Infant formulas (n 24) suitable for full-term infants < 6 months of age were selected from the top-selling infant formulas in China for analysis. Most of the SA in infant formulas was bound to protein (70 %)(Reference Wang, Brand-Miller and Mcveagh15), the difference in SA content in milk-based formulas varies with the proportion of whey protein in the formula(Reference Neeser, Golliard and Vedovo16), so classified the infant formula by composition: 60 % whey formulas (formulas with a 60:40 whey: casein ratio, n 10), 40–50 % whey formulas (n 4), 40 % whey formulas (n 8) and soya milk formulas (n 2). All the formulas were reconstituted according to the manufacturer’s instructions using ultrapure water.

Analysis of sialic acids by HPLC-FLD

SA in human body fluids and infant formulas were determined using the HPLC-FLD method, which allows for the determination of Neu5Ac and Neu5Gc. Nue5Ac and Neu5Gc can react with 4,5-methylenedioxy-1,2-phenylenediamine dihydrochloride (DMB), a new fluorogenic reagent for α-keto acids, under acidic conditions to form corresponding derivatives(Reference Hara, Takemori and Yamaguchi17). These derivatives can produce strong fluorescence signals at specific wavelengths, allowing the chromatograph’s quantitative identification of Neu5Ac and Neu5Gc.
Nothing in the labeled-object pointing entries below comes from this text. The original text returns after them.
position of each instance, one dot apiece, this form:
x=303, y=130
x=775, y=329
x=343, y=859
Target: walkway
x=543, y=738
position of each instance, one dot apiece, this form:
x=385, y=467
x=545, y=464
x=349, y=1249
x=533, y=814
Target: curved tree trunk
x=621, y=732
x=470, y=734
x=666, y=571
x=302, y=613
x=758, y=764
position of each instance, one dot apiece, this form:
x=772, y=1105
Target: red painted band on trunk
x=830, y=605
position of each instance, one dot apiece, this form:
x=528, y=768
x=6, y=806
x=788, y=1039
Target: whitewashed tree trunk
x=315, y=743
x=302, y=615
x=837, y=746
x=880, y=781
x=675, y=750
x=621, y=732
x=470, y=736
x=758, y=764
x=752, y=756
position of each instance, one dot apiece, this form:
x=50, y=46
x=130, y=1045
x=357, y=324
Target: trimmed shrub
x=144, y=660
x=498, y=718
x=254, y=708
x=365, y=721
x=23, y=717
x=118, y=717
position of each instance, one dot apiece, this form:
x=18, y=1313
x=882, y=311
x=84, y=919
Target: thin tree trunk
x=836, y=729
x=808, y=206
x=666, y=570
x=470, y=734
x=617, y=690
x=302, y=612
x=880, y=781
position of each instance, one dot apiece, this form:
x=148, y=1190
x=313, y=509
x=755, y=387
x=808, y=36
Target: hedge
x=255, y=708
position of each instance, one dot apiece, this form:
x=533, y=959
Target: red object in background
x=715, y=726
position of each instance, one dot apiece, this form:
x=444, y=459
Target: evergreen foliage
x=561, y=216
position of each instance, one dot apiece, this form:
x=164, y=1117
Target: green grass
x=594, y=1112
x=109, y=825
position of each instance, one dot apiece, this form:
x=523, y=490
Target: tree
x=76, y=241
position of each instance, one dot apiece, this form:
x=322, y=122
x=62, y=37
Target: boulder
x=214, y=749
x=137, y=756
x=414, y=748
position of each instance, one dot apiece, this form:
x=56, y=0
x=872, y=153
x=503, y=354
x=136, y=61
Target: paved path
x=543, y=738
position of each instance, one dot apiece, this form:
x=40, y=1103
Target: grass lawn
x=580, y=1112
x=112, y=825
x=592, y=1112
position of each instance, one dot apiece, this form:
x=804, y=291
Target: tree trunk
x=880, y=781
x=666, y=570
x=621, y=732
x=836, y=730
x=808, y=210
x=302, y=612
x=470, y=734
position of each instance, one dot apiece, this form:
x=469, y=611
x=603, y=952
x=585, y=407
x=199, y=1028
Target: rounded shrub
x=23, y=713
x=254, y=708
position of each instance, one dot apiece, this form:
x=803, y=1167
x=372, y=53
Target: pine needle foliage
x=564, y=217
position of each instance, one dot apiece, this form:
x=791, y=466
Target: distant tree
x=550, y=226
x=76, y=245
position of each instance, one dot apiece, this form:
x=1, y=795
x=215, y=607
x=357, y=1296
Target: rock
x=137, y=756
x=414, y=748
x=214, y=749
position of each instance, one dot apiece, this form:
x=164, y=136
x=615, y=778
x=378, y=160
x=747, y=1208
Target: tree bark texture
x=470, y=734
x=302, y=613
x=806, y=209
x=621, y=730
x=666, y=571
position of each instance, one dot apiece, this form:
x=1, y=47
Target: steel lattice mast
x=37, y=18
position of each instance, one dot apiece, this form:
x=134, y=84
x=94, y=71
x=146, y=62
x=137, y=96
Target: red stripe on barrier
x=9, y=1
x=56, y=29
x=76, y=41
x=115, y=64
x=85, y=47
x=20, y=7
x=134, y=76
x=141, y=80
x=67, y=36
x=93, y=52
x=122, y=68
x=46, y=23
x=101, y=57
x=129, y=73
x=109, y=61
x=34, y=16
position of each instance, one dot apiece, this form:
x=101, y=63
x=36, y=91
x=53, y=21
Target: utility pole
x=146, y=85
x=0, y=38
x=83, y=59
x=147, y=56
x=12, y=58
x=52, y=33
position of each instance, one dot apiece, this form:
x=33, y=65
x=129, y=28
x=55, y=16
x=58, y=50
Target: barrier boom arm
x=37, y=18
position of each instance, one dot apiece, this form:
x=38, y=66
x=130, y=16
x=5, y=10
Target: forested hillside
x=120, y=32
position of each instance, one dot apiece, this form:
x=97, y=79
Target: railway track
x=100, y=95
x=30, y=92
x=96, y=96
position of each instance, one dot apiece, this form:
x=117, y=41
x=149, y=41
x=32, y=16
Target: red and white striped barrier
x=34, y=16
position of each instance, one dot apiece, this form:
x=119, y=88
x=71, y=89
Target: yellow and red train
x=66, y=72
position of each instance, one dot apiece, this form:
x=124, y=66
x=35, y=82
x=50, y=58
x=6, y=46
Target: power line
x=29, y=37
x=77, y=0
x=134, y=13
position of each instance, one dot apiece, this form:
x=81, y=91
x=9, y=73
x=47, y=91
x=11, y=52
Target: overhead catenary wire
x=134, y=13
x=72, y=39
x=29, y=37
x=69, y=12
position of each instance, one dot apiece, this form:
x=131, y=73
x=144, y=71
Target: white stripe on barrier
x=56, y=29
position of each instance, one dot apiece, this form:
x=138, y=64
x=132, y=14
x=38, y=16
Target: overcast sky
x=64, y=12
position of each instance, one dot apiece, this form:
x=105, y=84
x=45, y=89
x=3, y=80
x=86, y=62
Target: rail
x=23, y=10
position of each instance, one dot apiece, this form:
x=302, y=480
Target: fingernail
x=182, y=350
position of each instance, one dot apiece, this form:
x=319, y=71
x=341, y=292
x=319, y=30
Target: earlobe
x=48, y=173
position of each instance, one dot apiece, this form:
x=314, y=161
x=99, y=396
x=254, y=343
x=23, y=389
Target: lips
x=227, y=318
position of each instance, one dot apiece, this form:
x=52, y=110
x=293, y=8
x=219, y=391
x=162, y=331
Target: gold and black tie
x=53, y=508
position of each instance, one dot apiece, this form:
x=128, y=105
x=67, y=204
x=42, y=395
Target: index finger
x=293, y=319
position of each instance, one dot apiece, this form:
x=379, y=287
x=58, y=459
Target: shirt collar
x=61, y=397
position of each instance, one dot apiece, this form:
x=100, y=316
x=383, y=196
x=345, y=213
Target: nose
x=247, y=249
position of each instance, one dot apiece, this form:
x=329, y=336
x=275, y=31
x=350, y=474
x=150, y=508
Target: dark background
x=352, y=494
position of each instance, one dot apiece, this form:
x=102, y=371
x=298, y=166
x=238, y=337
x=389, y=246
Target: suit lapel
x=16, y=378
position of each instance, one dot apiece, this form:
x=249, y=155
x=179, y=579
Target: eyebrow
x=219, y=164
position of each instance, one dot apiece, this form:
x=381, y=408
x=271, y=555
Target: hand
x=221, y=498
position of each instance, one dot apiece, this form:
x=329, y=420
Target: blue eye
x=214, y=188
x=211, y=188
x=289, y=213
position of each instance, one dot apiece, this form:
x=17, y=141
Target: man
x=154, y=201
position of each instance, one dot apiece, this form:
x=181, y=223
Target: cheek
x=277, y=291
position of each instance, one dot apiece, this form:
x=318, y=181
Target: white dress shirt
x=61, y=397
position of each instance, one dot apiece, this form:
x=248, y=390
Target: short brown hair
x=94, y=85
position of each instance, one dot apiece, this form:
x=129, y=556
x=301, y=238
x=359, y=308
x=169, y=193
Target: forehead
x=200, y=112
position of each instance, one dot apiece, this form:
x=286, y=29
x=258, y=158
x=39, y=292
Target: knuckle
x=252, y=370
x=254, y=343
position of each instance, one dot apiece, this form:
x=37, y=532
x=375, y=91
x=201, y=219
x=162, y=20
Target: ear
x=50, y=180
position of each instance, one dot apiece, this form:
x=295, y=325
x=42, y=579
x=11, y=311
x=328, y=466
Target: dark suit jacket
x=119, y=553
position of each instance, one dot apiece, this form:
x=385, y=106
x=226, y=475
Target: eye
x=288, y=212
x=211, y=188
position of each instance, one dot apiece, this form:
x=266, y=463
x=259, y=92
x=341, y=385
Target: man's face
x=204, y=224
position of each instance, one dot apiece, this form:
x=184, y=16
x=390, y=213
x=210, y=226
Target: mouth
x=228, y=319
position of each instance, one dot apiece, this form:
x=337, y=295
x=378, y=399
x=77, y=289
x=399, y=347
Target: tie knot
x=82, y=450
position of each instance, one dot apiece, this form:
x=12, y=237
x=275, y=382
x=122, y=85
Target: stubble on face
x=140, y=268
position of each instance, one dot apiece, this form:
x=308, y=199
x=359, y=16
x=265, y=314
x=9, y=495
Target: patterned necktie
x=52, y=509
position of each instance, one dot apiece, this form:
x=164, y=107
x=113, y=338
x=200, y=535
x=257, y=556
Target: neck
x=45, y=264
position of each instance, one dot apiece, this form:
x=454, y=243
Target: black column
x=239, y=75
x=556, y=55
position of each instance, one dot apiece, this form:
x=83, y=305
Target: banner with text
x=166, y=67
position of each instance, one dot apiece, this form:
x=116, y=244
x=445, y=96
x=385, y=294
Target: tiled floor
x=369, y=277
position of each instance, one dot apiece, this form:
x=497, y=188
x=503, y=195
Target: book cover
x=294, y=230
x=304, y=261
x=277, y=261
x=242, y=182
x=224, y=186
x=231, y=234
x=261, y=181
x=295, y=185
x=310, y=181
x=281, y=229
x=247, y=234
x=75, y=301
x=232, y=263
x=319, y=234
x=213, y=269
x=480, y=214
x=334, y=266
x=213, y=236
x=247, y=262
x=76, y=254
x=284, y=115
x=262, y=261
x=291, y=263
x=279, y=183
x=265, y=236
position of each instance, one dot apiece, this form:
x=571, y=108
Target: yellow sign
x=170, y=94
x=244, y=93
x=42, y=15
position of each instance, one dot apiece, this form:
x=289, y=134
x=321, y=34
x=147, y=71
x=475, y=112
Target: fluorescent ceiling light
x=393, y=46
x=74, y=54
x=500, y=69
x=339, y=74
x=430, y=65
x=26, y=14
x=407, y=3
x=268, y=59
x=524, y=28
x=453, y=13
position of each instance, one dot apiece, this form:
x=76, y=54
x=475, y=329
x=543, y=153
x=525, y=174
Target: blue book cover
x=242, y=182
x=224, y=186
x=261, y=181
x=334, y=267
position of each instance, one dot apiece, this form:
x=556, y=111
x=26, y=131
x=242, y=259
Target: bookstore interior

HPLC-FLD systems from Agilent (Santa Clara) were used: an Agilent-1200 HPLC system equipped with a fluorescence detector. Separation was performed on an X Terra MS-C18 analytical column (100 mm × 2·1 mm, 2·5 µm, Waters) using an X Terra MS-C18 Guard column (20 mm × 2·1 µm, Waters). The fluorescence signal was monitored at 373 nm (excitation wavelength) and 448 nm (emission wavelength). Samples were eluted isocratically using 2·5 % (v/v) methanol and 3·5 % (v/v) acetonitrile in water flowing at 0·3 ml/min. All injections were performed at 30°C.

Precisely 90 µl extracted sample or standard (Neu5Ac & Neu5Gc, Sigma) was mixed with 10 µl DMB derivative reagent (8 mmol/l DMB, 1·5 mol/l acetic acids, 0·25 mol/l sodium thiosulphate, 0·25 mol/l sodium hydrosulfite and 0·8 mmol/l 2-mercaptoethanol), and the mixture was derived 50°C for 150 min away from the light because the DMB reagent is light-sensitive(Reference Martín, Vázquez and Rueda18). The validation of the method showed that the average recovery of HPLC-FLD was 94·0 %, the precision RSD was 0·4 %, the stability RSD was 1·8 %, the reproducibility RSD was 0·8 % and the minimum detection limits were 0·02 μmol/l (Neu5Ac) and 0·03 μmol/l (Neu5Gc).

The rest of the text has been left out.